The key player (and one constant in midfield) in both games was Logarzo. Her energy facilitated Australia’s transitions, and her late attacking runs from midfield meant Foord could move inside to support Kerr.

In Game 1, this led to Kerr’s second goal:

(10)     Catley not in a position to provide an overlapping run.

(11)     Logarzo makes an inside-out run, and creates confusion in the Chile defence.

(12)     Foord has time to drop into the half-space.

(13)     Jenna McCormick’s pass finds Foord, who releases Kerr with a ball over the top.

And again in Game 2:

(14)     Foord moves inside to provide possible combination with Kerr and 2v2 with Chile centrebacks.

(15)     Logarzo makes a late run for ball in behind to balance Foord’s movement inside.

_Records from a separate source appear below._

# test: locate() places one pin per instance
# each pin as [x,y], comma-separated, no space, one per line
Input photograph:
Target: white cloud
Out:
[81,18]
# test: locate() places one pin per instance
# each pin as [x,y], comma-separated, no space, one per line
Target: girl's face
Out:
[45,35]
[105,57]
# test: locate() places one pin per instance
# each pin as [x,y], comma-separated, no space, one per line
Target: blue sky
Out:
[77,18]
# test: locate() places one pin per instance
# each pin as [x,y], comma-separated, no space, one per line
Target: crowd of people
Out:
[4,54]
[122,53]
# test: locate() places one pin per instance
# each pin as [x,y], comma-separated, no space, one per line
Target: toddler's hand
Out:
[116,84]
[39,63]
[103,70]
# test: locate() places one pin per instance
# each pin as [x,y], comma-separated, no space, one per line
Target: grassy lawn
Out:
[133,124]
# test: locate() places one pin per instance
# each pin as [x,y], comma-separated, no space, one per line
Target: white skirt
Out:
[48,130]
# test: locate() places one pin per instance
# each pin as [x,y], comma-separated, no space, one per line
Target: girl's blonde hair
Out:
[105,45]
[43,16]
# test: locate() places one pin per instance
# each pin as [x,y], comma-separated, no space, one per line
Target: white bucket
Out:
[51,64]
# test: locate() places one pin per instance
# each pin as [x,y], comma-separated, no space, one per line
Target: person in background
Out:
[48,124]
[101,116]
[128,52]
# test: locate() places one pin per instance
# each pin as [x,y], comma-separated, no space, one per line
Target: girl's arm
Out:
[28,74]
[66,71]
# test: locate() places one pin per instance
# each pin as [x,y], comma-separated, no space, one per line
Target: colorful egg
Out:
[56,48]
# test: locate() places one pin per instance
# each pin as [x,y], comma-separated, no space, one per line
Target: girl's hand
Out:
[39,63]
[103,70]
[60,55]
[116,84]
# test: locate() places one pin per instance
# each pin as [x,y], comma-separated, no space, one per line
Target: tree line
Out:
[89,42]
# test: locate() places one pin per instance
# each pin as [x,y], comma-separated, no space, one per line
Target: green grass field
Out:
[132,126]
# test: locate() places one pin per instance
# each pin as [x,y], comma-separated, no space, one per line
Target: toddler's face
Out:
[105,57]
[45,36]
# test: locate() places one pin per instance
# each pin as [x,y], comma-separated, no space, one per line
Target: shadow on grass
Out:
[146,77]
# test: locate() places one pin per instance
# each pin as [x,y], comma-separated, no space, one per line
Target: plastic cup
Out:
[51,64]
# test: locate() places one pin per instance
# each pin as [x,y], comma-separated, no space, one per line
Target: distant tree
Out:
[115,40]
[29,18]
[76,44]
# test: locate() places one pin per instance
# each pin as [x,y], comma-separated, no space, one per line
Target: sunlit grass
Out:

(16)     McCormick now has multiple forward passing options:

(A)       short switch pass to Yallop

(B)       chipped ball in behind for Logarzo

(C)       wide pass to Catley

In the end, some encouraging signs for the Matildas, especially considering the minimal training and match time together since the World Cup. We’ll see if the Matildas can indeed kick on, especially against stronger opponents, but there are reasons to be cautiously optimistic.